On 10 November 2008, at the St. Mary's Cathedral, Pattom, Trivandrum, Leonardo Sandri, Papal representative and Cardinal Prefect of the Congregation for the Oriental Churches, announced the designation of the Queen of Peace Pro-Cathedral in Thiruvananthapuram as a basilica. Major Archbishop Moran Mor Baselios Cleemis Catholicos dedicated the church as the St. Mary, Queen of Peace Basilica on 7 December 2008. Kerala Minister for Law, Sports and Youth Affairs M. Vijayakumar presided over a meeting that followed.

==History==
The former Pompador Cinema Theatre in the Palayam area of Trivandrum was converted into a church, and consecrated on 11 March 1933. The enthronement of Archbishop Mar Ivanios took place in this pro-cathedral on the same day.
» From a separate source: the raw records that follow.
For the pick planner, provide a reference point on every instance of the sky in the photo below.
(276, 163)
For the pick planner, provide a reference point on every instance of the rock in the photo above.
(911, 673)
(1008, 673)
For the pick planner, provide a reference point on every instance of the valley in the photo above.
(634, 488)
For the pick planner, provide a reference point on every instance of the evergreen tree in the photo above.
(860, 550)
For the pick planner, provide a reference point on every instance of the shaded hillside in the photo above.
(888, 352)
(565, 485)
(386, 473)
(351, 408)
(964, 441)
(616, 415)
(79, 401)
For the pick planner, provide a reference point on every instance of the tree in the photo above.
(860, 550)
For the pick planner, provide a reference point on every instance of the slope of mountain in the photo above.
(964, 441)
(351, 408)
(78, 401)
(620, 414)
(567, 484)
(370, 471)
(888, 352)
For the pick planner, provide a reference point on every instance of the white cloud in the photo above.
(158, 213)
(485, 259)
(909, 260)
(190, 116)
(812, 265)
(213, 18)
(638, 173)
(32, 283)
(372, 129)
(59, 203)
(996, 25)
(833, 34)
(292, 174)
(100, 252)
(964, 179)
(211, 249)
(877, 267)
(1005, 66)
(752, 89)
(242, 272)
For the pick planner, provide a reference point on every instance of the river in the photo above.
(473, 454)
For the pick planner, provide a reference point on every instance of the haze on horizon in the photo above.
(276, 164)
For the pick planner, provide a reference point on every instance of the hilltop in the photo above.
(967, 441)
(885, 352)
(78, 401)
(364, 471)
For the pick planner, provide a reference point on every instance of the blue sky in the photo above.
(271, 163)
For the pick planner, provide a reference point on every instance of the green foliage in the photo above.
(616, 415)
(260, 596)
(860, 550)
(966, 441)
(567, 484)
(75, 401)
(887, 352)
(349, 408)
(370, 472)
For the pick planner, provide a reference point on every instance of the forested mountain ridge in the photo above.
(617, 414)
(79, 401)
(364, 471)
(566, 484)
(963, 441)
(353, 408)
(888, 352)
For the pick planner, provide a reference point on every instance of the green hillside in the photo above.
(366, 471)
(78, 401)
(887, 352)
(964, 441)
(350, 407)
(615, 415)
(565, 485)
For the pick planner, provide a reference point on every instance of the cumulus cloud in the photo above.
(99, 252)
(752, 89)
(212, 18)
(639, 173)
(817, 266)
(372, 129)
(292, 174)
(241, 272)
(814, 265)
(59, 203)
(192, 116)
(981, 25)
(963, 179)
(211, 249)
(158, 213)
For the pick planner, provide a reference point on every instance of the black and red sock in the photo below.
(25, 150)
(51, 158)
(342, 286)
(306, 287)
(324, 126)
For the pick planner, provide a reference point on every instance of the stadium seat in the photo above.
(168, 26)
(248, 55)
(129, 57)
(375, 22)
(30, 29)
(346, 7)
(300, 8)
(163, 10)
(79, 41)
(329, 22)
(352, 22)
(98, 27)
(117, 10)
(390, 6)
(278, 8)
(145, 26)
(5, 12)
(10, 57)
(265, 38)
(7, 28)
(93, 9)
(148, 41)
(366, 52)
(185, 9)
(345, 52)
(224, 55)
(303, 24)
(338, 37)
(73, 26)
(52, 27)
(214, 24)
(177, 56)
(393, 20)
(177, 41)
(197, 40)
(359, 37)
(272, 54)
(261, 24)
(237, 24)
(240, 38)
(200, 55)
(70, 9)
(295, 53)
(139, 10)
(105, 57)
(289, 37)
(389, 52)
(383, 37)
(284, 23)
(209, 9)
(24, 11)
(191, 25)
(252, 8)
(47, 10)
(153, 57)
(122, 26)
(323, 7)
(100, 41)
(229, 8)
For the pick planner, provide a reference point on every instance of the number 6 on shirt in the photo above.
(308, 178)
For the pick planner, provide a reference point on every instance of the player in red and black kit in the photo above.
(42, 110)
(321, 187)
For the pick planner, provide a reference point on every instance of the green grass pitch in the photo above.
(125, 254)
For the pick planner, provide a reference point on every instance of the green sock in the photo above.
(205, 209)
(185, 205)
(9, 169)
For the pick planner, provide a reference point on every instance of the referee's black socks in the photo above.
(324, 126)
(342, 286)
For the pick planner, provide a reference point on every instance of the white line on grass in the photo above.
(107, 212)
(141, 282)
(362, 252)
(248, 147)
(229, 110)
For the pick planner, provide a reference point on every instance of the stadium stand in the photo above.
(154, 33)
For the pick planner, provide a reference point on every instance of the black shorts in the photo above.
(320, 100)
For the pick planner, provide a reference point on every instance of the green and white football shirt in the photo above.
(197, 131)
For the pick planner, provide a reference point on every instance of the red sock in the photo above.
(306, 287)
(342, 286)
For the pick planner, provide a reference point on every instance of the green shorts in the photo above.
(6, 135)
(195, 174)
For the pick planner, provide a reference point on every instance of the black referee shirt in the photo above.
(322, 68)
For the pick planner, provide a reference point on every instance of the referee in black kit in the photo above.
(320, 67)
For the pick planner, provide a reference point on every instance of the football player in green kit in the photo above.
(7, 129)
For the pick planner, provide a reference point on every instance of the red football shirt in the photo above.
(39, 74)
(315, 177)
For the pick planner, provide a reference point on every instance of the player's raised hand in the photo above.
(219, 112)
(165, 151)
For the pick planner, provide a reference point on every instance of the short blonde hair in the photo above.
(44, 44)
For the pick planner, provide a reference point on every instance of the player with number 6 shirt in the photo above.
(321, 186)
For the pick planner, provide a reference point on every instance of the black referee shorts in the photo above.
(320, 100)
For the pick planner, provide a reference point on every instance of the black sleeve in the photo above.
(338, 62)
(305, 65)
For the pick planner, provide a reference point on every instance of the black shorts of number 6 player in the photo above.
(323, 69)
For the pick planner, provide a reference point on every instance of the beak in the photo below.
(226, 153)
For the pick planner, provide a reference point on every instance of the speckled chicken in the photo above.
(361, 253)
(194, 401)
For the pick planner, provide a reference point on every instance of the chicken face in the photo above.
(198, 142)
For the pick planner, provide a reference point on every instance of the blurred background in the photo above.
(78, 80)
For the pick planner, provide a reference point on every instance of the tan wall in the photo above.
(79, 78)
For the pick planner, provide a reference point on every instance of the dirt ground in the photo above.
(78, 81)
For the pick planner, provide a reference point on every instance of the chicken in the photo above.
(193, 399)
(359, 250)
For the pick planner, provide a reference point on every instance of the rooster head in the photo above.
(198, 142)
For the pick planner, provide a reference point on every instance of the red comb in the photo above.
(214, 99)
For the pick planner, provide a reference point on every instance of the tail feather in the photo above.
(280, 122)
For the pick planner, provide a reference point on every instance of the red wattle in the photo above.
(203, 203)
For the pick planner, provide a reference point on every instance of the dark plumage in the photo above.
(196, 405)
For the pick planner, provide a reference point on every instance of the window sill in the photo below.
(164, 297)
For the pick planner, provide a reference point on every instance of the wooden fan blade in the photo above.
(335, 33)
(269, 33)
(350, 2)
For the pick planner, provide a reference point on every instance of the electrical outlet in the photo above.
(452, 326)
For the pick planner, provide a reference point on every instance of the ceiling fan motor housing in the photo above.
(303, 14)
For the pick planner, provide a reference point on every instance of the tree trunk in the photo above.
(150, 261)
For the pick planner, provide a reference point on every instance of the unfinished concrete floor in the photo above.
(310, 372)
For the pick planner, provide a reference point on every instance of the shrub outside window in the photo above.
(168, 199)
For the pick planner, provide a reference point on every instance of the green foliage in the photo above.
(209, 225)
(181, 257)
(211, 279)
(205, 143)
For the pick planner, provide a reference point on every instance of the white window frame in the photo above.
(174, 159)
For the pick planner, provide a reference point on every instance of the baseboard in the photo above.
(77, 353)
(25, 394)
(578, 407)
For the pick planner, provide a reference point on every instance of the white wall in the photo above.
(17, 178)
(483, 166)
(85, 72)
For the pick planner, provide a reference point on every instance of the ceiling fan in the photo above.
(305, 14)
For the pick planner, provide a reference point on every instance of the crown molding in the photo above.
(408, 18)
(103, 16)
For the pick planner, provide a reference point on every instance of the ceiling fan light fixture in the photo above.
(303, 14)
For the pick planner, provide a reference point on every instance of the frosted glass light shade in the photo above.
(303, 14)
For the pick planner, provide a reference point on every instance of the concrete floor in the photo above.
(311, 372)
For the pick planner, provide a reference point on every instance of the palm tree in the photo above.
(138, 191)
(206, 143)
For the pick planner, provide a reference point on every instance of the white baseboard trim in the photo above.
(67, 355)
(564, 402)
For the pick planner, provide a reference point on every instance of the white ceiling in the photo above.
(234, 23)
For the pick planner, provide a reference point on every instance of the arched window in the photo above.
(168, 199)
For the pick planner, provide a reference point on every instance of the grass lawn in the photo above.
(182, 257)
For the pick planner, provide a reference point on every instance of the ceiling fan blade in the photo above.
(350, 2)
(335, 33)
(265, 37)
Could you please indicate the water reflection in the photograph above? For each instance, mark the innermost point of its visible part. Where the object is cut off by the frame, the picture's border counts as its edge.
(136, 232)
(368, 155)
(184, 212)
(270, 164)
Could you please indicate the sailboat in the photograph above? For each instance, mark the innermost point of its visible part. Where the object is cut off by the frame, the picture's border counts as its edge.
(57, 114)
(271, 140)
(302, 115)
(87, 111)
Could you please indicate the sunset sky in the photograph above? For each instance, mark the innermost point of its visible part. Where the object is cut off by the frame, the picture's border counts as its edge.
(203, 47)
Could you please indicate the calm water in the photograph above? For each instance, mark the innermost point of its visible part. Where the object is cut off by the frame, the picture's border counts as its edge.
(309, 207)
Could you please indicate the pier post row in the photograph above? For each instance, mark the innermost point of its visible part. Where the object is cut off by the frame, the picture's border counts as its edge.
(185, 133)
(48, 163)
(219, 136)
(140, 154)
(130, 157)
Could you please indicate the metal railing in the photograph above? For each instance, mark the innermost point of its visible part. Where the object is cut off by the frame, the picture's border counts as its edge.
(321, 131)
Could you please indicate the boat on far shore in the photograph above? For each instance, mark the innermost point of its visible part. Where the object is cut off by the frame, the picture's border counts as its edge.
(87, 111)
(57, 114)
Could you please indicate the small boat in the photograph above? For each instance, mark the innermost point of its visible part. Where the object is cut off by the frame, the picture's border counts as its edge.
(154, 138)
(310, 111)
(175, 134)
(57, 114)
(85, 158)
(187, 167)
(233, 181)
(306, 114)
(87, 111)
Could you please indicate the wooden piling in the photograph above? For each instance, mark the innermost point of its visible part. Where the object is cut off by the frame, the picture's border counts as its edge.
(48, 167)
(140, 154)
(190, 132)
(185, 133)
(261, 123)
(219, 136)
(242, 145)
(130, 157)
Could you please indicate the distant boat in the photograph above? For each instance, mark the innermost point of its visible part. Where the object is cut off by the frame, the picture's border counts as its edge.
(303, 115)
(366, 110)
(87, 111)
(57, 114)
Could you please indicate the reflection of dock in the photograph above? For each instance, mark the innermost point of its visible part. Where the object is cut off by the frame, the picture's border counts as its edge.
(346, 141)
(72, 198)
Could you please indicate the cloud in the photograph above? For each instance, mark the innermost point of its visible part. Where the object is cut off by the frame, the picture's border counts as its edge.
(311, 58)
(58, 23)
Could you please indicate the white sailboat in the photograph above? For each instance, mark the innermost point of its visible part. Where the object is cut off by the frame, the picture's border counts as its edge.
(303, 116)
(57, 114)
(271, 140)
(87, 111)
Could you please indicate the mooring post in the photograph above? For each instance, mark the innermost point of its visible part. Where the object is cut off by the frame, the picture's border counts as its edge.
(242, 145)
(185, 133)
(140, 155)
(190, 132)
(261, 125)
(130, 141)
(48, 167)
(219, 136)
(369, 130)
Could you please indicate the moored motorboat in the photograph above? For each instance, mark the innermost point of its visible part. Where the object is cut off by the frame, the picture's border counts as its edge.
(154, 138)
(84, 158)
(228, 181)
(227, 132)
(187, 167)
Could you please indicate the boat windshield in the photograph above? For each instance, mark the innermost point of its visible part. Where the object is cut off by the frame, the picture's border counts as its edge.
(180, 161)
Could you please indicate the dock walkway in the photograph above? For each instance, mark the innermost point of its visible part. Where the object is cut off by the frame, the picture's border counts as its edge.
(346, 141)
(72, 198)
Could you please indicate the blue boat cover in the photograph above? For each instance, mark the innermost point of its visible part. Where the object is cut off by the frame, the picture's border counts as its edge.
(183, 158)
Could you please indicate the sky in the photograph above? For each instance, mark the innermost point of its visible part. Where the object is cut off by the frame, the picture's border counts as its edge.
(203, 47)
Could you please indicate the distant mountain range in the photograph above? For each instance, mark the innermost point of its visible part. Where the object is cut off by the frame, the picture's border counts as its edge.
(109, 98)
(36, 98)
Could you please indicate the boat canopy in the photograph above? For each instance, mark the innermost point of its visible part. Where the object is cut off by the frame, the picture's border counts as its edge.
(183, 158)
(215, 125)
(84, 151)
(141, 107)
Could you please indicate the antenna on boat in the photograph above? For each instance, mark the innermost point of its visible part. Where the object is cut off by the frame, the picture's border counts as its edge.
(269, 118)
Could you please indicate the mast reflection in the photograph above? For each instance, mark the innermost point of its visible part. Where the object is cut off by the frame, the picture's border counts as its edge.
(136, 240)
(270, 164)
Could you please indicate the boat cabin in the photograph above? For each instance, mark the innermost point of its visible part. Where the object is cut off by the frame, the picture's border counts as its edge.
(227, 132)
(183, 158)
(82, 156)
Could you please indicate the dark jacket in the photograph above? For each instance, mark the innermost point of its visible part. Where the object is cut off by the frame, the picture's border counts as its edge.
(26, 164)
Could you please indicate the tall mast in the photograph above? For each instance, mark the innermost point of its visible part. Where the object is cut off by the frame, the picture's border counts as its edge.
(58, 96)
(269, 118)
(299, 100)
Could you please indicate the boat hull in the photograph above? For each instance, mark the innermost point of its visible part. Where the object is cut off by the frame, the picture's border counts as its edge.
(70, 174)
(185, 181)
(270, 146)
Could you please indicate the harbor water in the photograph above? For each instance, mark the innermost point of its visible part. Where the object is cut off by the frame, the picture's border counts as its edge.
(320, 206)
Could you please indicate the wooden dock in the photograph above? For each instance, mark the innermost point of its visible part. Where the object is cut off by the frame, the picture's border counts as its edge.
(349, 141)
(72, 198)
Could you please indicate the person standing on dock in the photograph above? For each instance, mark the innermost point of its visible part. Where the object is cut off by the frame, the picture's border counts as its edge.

The roof of the new church was made of tin sheets, therefore people called it the 'Tin Church' (Thakara Palli). In 1991 the 'Tin Church' was replaced with a new building; Archbishop Benedict Mar Gregorios dedicated this new church to St. Mary, Queen of Peace. The Church was renovated and blessed by Major Archbishop Cardinal Moran Mor Baselios Cleemis on 4 October 2019.